I know many of you have found out your puppies have health problems like luxating patellas, coccidious, etc. and your breeder hasn't taken any responsibility or offered to help with vet bills, so here is an option for those of you who want to pursue it.


----------



## CathyB (Mar 10, 2007)

I couldn't get the link to work.. Oh, I got the bows today they are beautiful... I especially like the black and white one it is my favorite.. Thank you for your speedy service..


----------



## Ladysmom (Oct 19, 2004)

I'm glad you got the bows!

I guess you have to go back to this thread and click the link I provided.

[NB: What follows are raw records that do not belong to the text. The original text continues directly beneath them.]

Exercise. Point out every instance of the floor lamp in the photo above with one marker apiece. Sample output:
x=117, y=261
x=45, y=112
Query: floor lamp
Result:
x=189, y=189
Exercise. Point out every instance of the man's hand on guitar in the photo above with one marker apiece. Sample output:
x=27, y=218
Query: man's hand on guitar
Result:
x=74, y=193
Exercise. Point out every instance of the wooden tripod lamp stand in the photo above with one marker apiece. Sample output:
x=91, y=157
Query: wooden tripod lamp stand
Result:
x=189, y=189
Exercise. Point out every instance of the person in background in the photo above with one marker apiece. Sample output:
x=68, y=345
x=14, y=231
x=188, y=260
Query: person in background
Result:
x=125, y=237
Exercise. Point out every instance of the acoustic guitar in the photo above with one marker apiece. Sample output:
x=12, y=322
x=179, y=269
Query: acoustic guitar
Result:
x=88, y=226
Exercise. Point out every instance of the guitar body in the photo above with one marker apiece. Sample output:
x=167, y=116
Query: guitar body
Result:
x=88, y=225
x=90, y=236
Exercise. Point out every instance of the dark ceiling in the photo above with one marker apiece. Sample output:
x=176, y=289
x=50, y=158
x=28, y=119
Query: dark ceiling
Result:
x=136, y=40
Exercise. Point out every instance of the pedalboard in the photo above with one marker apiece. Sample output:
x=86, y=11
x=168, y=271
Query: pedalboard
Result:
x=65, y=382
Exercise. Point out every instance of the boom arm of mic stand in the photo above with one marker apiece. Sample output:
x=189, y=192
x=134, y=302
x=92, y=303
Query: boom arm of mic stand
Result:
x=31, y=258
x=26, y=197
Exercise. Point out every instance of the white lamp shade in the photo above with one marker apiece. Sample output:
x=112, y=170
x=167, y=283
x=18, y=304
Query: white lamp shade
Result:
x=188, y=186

I guess it didn't copy.

http://spoiledmaltese.com/forum/index.php?showtopic=1458


----------



## CathyB (Mar 10, 2007)

I'll keep checking back it will be a great link to bookmark incase someone I know would need it (hopefully not). Thanks for all the great info you have to offer.


----------



## Ladysmom (Oct 19, 2004)

Weren't you able to pull it up from the link to the thread I just posted. I can.


----------



## CathyB (Mar 10, 2007)

YEs that worked







I saved it do I have your permission to pass it on as needed?


----------



## Ladysmom (Oct 19, 2004)

You don't need my permission! It's from the Humane Society.









Yes, pass it on as needed.


----------



## Lilly521 (May 29, 2004)

I posted on that old board you made,







....actually got about halfway threw typing the same story again on this board before I went and checked. That whole thing still irks me, all of the sites for that particular breeder are still up, link is even on the breeders section on this site, so I guess it wasn't a total scam. Still seems wrong to me though, asking for that type of money sight unseen sent threw the mail.


----------